Jacob A. Brody*, Yoshiro Yase{dagger}, Gerard Chemier AND Yves Philippe
L'Institut-Pasteur and l'Hôpital Gaston Bourret, Noumea, New Caledonia

A survey on New Caledonia confirmed the occurrence of a previously reported syndrome of spastic paralysis among leprosy patients. Of 18 patients recorded as having frank spastic paraplegia, seven were examined neurologically, as well as 51 other patients with leprosy but not spastic paralysis, and 23 patients with tuberculosis. Significant hyperreflexia was fairly common among both Melanesian and European leprosy patients, but was totally absent among tuberculosis patients. This syndrome was clinically unrelated to foci of neurologic disease previously reported in the Pacific Basin on Guam, the Kii Peninsula of Japan, and New Guinea. It is probably more closely related to diseases reported in other parts of the world that are generally regarded as nutritional or toxic in origin.
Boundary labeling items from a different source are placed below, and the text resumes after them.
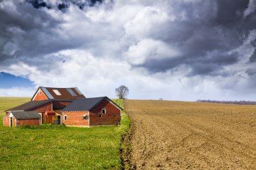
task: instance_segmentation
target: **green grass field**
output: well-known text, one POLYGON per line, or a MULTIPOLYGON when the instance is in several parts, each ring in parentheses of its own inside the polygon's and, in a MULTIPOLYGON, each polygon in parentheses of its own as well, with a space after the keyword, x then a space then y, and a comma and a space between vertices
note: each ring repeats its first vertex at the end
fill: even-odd
MULTIPOLYGON (((1 169, 120 169, 121 136, 129 120, 112 127, 22 128, 3 126, 3 112, 30 98, 0 97, 1 169)), ((123 100, 114 99, 123 106, 123 100)))

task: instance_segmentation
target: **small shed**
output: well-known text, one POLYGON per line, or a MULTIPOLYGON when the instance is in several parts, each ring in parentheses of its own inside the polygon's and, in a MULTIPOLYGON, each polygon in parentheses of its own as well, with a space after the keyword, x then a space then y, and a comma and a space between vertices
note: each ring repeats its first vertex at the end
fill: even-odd
POLYGON ((9 127, 39 126, 41 119, 41 115, 35 111, 12 111, 3 118, 3 125, 9 127))

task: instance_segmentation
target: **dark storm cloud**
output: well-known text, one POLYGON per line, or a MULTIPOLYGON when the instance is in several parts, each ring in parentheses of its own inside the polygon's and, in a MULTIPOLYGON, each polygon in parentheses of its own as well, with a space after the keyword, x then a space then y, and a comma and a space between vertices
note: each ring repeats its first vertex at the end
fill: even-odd
MULTIPOLYGON (((7 1, 3 1, 0 4, 3 5, 7 1)), ((63 12, 70 8, 71 5, 75 5, 77 10, 83 10, 85 7, 93 7, 104 1, 26 0, 22 3, 13 1, 14 7, 2 5, 3 7, 0 8, 0 60, 22 60, 34 65, 38 60, 46 62, 43 58, 50 54, 61 50, 79 48, 85 48, 95 56, 100 56, 106 54, 110 54, 113 57, 121 56, 120 54, 129 48, 131 40, 126 42, 123 46, 118 46, 117 50, 113 52, 108 46, 106 47, 103 42, 104 39, 106 41, 108 38, 116 41, 121 39, 125 34, 123 26, 121 29, 118 28, 120 29, 119 32, 113 33, 108 24, 105 26, 102 23, 99 25, 97 24, 94 26, 96 30, 90 30, 91 26, 88 25, 88 28, 82 28, 84 29, 82 36, 69 36, 70 32, 63 32, 60 27, 64 22, 62 16, 65 16, 65 13, 63 13, 63 15, 59 15, 59 18, 56 18, 46 12, 51 10, 63 12), (102 28, 103 31, 101 30, 102 28), (91 32, 87 35, 87 32, 91 32), (98 37, 91 36, 93 34, 98 34, 98 37)), ((164 2, 168 4, 164 4, 166 7, 172 9, 166 11, 173 12, 167 12, 167 14, 169 16, 174 15, 176 18, 153 28, 146 38, 141 38, 137 41, 141 41, 143 38, 150 38, 162 42, 170 47, 174 47, 181 54, 177 57, 169 58, 162 58, 161 54, 156 54, 152 58, 147 58, 144 63, 135 67, 145 68, 149 72, 154 73, 166 72, 176 69, 181 65, 186 65, 191 71, 187 76, 228 75, 228 73, 223 73, 224 68, 239 62, 243 57, 234 50, 244 43, 250 32, 256 28, 255 9, 252 8, 247 14, 245 14, 249 5, 255 3, 255 1, 164 2)), ((124 3, 124 5, 127 3, 129 4, 124 3)), ((142 1, 140 3, 147 5, 151 4, 152 6, 158 4, 162 5, 157 1, 142 1)), ((148 19, 145 18, 146 20, 148 19)), ((252 44, 253 43, 255 44, 252 42, 252 44)), ((250 62, 256 60, 255 53, 255 50, 249 59, 250 62)), ((154 53, 151 55, 154 55, 154 53)))
MULTIPOLYGON (((256 28, 255 11, 245 16, 249 0, 177 3, 175 13, 185 13, 185 19, 164 24, 151 37, 177 47, 183 54, 178 58, 150 59, 142 67, 150 72, 164 72, 186 65, 192 69, 189 75, 218 75, 225 66, 238 62, 242 56, 232 51, 256 28)), ((255 51, 250 61, 255 60, 255 51)))
MULTIPOLYGON (((44 5, 42 1, 37 4, 38 8, 49 7, 44 5)), ((34 8, 26 3, 8 4, 7 1, 2 1, 0 5, 3 7, 0 8, 0 61, 2 63, 22 61, 32 65, 38 65, 38 62, 49 65, 45 55, 77 47, 81 43, 79 40, 67 40, 59 26, 61 19, 53 17, 44 10, 34 8)))
POLYGON ((93 7, 95 4, 101 3, 104 0, 61 0, 56 4, 50 4, 49 3, 47 3, 48 1, 43 0, 27 0, 27 2, 31 3, 33 7, 36 9, 41 7, 51 9, 52 7, 57 7, 59 10, 63 11, 66 8, 68 8, 71 3, 77 5, 80 9, 84 9, 86 6, 93 7))

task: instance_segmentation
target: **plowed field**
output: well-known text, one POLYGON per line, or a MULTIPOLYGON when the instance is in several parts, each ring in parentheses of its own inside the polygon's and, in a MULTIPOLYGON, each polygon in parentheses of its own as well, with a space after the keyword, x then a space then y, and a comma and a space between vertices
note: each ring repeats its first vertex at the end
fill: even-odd
POLYGON ((256 169, 256 106, 125 100, 131 164, 143 169, 256 169))

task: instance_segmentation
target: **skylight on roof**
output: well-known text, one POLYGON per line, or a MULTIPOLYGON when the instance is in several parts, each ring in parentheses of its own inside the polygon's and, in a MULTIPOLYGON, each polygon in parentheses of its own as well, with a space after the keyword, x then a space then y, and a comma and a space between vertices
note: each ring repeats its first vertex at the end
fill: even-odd
POLYGON ((69 93, 72 95, 72 96, 77 96, 77 95, 75 93, 75 92, 73 92, 72 91, 71 89, 67 89, 67 90, 69 92, 69 93))
POLYGON ((76 90, 76 91, 77 91, 77 93, 79 94, 79 95, 83 95, 83 93, 78 89, 77 87, 75 87, 75 89, 76 90))
POLYGON ((61 95, 61 93, 59 93, 59 91, 57 89, 54 89, 54 90, 53 90, 53 92, 55 93, 55 94, 56 94, 57 95, 61 95))

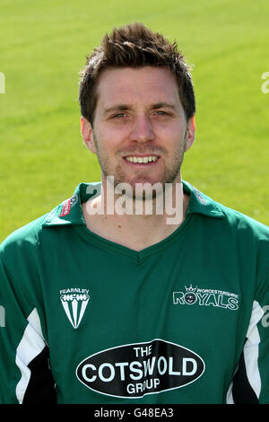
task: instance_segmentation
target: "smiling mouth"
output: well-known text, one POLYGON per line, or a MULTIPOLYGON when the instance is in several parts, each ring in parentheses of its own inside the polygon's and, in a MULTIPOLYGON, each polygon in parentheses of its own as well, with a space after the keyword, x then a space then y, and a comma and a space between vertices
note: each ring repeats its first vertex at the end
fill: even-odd
POLYGON ((128 155, 124 157, 124 159, 132 163, 135 164, 149 164, 156 163, 159 160, 158 155, 147 155, 146 157, 135 156, 135 155, 128 155))

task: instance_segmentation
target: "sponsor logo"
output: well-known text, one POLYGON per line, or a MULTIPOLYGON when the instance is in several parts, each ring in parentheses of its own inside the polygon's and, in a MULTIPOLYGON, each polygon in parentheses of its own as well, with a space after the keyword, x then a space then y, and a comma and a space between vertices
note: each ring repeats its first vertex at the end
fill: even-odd
POLYGON ((173 292, 174 304, 198 304, 200 306, 215 306, 231 311, 239 309, 239 295, 215 289, 202 289, 192 285, 185 286, 185 292, 173 292))
POLYGON ((91 355, 80 363, 76 375, 94 391, 137 399, 194 382, 204 374, 204 367, 196 353, 155 338, 91 355))
POLYGON ((89 290, 81 288, 63 289, 60 290, 60 299, 68 320, 73 327, 77 329, 90 299, 89 290))
POLYGON ((73 197, 69 198, 69 199, 66 199, 62 205, 60 217, 68 215, 68 214, 70 213, 70 209, 77 203, 77 201, 78 196, 76 194, 73 195, 73 197))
The syndrome is possibly related to sulfone treatment of leprosy, although this has not been reported in other areas of the world where sulfones are used in the treatment of leprosy.


* Epidemiology Branch, C&FR, National Institute of Neurological Diseases and Blindness, National Institutes of Health, Bethesda, Maryland 20014.


{dagger} Division of Neurological Diseases, Wakayama Medical College, Wakayama-Shi, Japan.